Disney announced a partnership with OpenAI today, and it lands with the kind of thud that tells you something irreversible just happened. The deal is simple on paper: Sora gets access to more than 200 characters across Disney, Pixar, Marvel, and Star Wars. Fans (like you and me) will be able to generate short videos inside those worlds. ChatGPT Images gets the same access for stills. Disney invests a billion dollars into OpenAI. And all of this eventually shows up on Disney+ as curated content made by regular people with a text box.
You can feel half the internet cheering and the other half losing their fucking mind.
People have been arguing for years about whether AI belongs in creative work, whether tools like Sora “count” as art, whether this whole wave is just a fad (or worse, a bubble.)
Disney ending that debate with a licensing deal isn’t subtle.
They didn’t pilot something small here. They opened their vault and said, "here, go make things."

This is going to incense the anti-AI movement for obvious reasons. If you already believe AI is an existential threat to you as an artist, this feels like the literal end of the world. Your childhood characters are now officially living inside a generative model. Your memories are being turned into prompt-ready assets. And instead of threatening lawsuits or issuing takedowns, Disney is nodding and saying, yes, that’s the plan.
But outrage alone doesn’t erase what this actually signals.

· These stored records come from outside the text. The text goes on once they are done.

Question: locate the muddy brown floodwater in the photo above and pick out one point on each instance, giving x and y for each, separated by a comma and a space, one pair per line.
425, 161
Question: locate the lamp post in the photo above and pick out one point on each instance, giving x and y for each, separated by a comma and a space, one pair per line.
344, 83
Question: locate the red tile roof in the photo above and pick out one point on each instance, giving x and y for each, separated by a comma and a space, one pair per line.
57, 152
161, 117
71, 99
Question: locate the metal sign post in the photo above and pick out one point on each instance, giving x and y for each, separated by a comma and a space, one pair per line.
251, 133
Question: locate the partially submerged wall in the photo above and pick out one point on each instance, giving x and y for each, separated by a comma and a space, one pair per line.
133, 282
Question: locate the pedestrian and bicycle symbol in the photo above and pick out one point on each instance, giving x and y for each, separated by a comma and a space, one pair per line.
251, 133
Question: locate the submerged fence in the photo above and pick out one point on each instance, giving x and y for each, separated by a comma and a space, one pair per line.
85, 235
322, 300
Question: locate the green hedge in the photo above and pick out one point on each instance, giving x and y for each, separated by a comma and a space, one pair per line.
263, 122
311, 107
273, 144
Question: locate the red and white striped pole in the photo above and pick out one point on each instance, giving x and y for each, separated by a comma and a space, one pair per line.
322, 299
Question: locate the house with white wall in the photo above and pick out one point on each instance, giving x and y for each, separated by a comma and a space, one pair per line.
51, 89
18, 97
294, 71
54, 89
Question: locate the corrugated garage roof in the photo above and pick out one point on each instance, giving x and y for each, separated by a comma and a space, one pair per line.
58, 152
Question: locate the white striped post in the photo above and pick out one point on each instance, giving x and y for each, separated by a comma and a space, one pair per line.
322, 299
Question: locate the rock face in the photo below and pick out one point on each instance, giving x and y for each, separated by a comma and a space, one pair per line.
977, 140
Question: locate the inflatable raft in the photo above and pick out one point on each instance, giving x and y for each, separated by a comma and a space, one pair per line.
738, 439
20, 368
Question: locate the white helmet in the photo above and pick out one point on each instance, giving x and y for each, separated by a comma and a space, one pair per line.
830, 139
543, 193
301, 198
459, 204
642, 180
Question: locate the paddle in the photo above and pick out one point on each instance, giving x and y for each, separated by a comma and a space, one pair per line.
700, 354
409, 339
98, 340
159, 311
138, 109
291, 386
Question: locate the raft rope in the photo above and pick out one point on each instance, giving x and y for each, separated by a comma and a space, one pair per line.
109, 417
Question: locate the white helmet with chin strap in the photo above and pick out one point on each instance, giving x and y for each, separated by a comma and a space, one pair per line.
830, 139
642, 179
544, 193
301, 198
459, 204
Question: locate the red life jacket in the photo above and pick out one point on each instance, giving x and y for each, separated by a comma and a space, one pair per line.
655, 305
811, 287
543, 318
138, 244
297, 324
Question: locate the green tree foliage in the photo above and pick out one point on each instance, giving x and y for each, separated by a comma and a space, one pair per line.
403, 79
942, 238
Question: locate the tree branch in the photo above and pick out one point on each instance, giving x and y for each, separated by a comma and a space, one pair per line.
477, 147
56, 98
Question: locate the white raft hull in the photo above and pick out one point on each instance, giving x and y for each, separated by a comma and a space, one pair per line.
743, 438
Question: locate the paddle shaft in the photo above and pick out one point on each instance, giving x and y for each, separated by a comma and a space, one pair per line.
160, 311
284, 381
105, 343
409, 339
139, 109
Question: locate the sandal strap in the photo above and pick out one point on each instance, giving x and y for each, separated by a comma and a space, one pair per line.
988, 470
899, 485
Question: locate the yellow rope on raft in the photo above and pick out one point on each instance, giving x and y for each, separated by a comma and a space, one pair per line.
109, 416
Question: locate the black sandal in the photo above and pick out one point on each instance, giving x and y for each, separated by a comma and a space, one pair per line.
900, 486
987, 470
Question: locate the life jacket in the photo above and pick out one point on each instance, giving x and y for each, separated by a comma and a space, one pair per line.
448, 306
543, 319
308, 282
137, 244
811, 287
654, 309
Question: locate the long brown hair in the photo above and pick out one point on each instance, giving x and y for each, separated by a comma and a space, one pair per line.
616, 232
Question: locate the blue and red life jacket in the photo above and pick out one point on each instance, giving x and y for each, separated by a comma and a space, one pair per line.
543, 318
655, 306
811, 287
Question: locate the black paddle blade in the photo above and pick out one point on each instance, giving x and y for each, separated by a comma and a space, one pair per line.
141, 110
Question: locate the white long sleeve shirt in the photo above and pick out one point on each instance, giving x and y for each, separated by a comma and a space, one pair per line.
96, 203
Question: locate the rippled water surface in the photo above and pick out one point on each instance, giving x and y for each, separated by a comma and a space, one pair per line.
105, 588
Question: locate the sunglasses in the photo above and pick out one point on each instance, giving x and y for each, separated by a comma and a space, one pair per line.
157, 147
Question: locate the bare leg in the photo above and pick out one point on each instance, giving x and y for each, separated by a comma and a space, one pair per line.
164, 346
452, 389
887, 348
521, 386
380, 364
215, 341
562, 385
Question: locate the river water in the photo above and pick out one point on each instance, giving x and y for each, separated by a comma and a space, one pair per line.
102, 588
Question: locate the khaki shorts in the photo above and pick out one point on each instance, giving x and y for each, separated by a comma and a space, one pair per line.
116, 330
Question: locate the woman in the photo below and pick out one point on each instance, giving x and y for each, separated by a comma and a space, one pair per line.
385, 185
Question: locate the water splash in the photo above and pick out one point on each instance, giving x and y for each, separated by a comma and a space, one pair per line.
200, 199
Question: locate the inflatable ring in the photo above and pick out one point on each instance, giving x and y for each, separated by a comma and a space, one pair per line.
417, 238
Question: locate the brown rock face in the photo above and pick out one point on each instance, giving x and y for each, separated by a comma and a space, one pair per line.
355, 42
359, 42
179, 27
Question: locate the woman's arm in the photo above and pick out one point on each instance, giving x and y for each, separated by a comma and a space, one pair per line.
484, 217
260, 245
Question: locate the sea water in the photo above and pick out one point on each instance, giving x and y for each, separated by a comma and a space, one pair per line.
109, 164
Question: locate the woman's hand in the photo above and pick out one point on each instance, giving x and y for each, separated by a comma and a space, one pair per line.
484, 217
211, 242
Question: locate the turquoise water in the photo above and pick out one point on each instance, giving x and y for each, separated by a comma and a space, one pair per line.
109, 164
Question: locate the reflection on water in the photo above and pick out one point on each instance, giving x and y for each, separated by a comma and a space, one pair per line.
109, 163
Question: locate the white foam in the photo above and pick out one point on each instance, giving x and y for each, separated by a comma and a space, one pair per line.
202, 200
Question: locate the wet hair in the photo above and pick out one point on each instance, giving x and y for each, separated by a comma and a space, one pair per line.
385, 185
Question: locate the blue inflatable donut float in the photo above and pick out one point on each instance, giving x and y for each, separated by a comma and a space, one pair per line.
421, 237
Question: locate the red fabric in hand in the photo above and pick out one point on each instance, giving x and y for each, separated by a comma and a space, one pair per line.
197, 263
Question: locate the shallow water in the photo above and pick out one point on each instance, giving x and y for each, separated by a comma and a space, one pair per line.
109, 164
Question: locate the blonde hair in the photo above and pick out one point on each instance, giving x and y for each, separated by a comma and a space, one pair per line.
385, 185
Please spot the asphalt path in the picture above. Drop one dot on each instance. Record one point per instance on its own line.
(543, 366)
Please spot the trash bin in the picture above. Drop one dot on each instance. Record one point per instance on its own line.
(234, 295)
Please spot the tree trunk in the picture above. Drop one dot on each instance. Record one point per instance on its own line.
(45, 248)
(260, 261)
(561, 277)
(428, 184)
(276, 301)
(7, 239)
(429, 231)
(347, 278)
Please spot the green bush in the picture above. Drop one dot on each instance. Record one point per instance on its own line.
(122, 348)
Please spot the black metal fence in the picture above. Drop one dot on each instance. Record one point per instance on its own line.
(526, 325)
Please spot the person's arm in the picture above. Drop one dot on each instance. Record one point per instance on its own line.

The biggest storytelling company on the planet is putting real money, real IP, and real distribution behind the idea that AI is not only part of creative work but a core part of where things are going. You don’t pour a billion dollars into a technology you think is a side project. And you certainly don’t license The Avengers unless you’ve decided the medium is legitimate.
People will complain, loudly.

The cynic will say Disney is doing this to for money. The optimist will say it’s a new era of fan storytelling. The truth sits somewhere in the middle. This isn’t about replacing creators or empowering them. It’s about control. If AI is going to remix everything anyway, Disney would rather be the one handing out the brushes. Better to define the sandbox than to chase everyone around with cease-and-desist letters.
And it’s not like Disney is the first one through the door. We’ve already seen Shaq, Jake Paul, Mark Cuban, and Snoop work with Sora to license their likeness and build new forms of expression. Those deals looked experimental. This one looks structural. When individuals do it, it’s curiosity. When Disney does it, it’s a signal.
Hollywood has been dragging its feet on AI, so this might be the watershed moment that forces the industry to say out loud what’s been obvious for a while: the tools aren’t going away, and pretending they might isn’t a strategy. Disney stepping into the arena makes it legitimate in a way no press release ever could.
You don’t have to love this. You don’t have to use the tools. But the future isn’t waiting for everyone to feel comfortable first. Disney just handed the prompt box to the world. Now we get to see what people actually do with it.